Although a large Oxford Nanopore dataset is thus far unavailable to us for detailed analysis, the use of LongISNLD and GraphMap to the learn and simulate according to a small Oxford Nanopore R7.3 dataset (Loman et al., 2015) is demonstrated in the Supplementary Material.
LongISLND currently captures context-dependent yet positionally uniform errors found in single-molecule sequencing technology. Error features longer than the EKmer length have not been captured. One long-range error feature is random patches of garbage data. In the context of the PacBio H5 convention, usable reads are separated from garbage reads by a high-quality-read-region flag. If garbage stretches of basecalls are inadvertently included in the high-quality region, the empirical long reads could contain long patches of garbage data (https://dazzlerblog.wordpress.com/2015/11/06/intrinsic-quality-values). Another long-range error feature is chimeric reads.
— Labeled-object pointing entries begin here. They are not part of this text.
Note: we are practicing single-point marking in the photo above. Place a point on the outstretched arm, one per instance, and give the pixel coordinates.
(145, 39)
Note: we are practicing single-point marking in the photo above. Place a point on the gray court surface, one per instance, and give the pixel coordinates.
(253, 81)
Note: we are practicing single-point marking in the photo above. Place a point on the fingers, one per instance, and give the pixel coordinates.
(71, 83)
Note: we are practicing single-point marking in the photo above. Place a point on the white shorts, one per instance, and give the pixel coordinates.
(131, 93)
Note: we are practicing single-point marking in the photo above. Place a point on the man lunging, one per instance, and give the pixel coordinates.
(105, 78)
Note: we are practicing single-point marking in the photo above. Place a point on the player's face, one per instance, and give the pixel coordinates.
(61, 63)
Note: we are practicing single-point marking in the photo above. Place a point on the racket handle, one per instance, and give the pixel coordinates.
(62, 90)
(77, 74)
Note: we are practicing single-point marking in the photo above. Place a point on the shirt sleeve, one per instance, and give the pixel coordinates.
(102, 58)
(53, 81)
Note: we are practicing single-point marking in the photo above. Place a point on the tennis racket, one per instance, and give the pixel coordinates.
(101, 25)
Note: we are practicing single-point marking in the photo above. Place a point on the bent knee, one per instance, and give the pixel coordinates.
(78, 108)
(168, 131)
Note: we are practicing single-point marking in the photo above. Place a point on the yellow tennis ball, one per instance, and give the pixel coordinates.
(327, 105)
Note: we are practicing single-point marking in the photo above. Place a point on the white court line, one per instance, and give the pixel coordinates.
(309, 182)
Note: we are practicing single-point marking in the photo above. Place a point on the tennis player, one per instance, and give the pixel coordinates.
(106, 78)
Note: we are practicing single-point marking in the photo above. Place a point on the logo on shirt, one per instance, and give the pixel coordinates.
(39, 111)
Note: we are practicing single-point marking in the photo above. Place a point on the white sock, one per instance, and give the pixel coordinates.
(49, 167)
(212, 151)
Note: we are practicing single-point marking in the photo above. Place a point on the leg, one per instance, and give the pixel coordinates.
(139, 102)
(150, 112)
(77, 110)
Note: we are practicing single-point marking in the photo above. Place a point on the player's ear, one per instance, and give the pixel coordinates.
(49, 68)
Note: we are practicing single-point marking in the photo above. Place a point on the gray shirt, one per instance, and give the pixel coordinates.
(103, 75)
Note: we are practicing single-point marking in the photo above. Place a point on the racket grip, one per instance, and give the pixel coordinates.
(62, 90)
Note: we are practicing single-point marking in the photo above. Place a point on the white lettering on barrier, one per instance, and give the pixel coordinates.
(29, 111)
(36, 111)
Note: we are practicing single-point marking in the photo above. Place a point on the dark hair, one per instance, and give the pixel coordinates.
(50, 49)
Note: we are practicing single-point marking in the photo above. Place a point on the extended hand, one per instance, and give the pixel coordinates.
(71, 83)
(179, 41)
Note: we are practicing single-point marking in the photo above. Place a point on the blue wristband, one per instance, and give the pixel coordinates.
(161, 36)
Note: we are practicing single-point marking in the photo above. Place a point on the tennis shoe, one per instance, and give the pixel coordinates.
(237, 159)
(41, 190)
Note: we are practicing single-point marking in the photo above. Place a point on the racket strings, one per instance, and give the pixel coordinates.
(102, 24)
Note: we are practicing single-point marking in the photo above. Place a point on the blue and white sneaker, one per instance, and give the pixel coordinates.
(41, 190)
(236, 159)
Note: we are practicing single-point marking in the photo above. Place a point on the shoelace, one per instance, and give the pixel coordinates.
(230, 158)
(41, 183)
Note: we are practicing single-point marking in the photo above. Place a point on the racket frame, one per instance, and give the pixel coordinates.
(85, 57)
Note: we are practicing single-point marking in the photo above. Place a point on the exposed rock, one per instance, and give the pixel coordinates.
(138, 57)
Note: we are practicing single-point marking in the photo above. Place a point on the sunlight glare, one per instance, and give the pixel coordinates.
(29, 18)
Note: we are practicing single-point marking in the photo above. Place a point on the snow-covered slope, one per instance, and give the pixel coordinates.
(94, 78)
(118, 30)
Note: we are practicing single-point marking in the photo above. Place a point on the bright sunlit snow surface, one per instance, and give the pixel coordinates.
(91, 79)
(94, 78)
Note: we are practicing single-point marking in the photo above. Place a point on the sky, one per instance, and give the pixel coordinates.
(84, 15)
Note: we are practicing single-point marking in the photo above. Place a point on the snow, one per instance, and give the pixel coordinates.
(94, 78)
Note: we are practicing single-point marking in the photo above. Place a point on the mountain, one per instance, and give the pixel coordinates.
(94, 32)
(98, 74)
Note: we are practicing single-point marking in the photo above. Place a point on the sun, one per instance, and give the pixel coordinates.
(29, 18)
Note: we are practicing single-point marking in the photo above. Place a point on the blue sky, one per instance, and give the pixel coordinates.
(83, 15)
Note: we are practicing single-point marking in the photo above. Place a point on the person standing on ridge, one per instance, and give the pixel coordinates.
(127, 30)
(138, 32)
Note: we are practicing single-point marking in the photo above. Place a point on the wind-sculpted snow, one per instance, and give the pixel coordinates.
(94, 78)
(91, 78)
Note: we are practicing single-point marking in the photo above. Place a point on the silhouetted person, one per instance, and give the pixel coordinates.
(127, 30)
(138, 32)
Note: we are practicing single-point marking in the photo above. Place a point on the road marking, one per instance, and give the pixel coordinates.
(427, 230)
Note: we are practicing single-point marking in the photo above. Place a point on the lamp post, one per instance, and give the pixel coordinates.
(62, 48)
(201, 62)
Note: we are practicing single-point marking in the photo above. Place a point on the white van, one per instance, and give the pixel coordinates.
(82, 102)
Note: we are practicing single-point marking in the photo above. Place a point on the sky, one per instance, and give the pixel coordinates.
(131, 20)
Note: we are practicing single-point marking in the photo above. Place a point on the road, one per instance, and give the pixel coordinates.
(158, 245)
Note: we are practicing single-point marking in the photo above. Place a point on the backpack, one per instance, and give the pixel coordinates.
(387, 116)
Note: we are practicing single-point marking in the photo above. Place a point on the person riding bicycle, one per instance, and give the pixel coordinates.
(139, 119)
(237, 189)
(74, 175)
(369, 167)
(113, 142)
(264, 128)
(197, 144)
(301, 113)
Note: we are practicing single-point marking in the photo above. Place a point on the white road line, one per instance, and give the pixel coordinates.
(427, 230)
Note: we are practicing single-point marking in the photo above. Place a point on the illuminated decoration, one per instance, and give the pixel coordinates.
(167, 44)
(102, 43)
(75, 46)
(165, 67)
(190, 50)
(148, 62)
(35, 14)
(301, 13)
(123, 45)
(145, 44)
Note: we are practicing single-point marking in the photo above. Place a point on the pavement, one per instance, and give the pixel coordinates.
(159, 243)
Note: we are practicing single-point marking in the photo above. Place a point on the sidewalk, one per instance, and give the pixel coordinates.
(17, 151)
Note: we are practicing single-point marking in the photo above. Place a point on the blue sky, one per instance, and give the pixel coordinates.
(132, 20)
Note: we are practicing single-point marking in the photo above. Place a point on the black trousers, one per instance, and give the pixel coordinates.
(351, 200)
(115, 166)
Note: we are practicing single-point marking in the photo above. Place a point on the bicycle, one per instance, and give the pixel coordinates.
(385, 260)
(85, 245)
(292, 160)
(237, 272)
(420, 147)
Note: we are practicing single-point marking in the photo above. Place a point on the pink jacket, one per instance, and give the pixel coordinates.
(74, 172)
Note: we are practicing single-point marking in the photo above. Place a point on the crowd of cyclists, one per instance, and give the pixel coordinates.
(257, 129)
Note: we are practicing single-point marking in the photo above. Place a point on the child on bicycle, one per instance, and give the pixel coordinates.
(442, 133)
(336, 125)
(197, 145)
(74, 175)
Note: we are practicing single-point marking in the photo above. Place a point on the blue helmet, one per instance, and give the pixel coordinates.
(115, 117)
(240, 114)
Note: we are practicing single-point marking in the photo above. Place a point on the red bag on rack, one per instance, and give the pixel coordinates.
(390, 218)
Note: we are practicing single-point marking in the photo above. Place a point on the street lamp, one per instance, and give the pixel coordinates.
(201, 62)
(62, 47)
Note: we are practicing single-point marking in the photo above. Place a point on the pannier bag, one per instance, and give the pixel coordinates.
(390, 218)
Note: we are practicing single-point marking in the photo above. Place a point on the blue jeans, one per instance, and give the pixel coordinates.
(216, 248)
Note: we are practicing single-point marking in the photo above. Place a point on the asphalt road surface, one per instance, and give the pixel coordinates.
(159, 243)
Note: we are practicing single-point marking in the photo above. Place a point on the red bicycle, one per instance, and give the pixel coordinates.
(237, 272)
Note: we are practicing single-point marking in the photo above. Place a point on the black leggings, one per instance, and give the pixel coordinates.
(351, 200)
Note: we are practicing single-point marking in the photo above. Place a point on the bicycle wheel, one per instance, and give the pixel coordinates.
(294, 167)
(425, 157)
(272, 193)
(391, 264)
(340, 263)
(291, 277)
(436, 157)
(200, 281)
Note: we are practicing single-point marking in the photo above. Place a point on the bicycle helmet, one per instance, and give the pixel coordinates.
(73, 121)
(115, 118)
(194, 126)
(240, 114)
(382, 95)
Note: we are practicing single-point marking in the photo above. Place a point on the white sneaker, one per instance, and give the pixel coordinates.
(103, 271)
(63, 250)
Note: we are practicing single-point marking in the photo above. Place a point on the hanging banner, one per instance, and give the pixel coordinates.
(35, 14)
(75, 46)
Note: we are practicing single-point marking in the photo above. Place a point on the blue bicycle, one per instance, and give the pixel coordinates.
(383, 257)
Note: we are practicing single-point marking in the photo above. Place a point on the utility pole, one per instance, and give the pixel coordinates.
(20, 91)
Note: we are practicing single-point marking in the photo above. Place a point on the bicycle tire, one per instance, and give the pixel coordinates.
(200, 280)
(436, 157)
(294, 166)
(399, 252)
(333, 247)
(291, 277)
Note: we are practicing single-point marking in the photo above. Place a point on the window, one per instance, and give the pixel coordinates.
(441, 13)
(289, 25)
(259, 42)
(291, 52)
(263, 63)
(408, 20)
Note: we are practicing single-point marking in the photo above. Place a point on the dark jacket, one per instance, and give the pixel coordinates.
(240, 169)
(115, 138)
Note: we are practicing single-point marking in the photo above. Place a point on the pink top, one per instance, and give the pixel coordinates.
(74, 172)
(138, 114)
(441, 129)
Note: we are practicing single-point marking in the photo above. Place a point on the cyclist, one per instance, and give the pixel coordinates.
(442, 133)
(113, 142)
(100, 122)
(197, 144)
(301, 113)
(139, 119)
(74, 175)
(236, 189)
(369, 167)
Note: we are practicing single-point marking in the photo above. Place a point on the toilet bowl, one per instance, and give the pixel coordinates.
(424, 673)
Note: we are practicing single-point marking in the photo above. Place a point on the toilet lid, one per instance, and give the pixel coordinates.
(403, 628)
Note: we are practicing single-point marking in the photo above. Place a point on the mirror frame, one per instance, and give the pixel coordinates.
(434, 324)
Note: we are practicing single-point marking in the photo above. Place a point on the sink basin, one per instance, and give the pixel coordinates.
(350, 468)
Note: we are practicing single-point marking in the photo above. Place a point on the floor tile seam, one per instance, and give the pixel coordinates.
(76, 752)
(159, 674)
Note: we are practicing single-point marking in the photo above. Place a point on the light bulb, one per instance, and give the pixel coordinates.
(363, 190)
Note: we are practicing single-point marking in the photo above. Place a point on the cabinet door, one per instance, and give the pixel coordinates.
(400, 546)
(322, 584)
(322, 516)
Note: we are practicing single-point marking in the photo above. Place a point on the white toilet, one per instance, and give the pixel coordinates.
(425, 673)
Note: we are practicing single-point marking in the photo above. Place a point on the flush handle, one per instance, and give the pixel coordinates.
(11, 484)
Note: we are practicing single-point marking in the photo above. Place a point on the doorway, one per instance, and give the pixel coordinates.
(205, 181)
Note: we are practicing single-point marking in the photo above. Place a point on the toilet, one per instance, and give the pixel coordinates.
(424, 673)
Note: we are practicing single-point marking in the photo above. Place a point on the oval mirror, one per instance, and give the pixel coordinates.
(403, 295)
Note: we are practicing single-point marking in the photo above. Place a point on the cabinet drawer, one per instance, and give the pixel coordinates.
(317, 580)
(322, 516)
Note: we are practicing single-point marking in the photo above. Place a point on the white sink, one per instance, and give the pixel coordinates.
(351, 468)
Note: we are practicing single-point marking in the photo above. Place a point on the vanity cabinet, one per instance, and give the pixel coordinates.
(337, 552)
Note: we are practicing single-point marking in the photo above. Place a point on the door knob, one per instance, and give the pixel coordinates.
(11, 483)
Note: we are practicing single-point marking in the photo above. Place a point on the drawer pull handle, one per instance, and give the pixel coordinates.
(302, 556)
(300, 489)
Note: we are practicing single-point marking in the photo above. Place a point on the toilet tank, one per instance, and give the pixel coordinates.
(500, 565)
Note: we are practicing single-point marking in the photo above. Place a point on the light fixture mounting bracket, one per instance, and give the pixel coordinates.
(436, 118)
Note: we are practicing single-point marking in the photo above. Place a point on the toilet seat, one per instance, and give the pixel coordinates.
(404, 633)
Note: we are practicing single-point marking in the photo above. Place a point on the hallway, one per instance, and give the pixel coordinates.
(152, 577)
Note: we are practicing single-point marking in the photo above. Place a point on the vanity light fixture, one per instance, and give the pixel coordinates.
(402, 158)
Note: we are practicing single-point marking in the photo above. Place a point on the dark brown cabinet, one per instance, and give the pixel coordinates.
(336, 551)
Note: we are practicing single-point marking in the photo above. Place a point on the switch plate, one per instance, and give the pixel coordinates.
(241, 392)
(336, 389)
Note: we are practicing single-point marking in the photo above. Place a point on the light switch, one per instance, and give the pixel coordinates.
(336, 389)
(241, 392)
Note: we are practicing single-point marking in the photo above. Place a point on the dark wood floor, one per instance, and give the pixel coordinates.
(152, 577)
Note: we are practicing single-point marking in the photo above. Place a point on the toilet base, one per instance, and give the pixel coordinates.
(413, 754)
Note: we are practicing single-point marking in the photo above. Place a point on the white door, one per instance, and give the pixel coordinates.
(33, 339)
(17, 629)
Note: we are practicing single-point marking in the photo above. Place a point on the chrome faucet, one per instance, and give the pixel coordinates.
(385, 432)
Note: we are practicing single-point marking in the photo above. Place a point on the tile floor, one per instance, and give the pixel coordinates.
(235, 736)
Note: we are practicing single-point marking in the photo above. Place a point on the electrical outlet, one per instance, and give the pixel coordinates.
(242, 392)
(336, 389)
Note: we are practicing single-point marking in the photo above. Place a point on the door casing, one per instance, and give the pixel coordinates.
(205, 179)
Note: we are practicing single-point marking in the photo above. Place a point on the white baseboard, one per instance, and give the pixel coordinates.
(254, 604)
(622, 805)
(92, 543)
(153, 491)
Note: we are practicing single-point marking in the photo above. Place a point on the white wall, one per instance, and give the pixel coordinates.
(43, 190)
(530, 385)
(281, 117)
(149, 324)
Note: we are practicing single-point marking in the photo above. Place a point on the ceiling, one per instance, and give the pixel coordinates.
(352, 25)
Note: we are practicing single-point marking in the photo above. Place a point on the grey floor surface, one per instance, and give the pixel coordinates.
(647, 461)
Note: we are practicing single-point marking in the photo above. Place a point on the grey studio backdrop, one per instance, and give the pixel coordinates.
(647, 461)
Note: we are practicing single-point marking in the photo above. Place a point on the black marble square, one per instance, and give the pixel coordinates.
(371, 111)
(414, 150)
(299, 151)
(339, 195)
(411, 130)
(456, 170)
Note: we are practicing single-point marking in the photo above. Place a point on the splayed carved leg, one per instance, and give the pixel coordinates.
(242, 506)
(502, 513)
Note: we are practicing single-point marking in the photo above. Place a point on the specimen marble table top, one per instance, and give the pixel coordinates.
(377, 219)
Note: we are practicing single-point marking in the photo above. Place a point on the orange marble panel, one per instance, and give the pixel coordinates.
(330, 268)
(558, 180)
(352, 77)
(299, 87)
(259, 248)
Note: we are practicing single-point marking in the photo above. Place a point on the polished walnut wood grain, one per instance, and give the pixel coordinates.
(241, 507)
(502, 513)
Emulation of such structural errors would require alignment junction analyses.
4 Conclusions
LongISLND is an accurate simulator that uses context-dependent error profiles to realistically simulate single-molecule sequencing technologies. It is a valuable tool for bioinformaticians who want to tune for bias in sequencing characteristics, as well as for primary-analysis developers who want to predict the performance of downstream analyses. The simulator can be easily extended to support various I/O formats required by different bioinformatic tools.
Supplementary Material
Acknowledgements
We are grateful for the fruitful discussions with Michael Braverman and Yao Fu from Roche Sequencing, as well as with Jason Chin from Pacific Biosciences.
Conflict of Interest: none declared.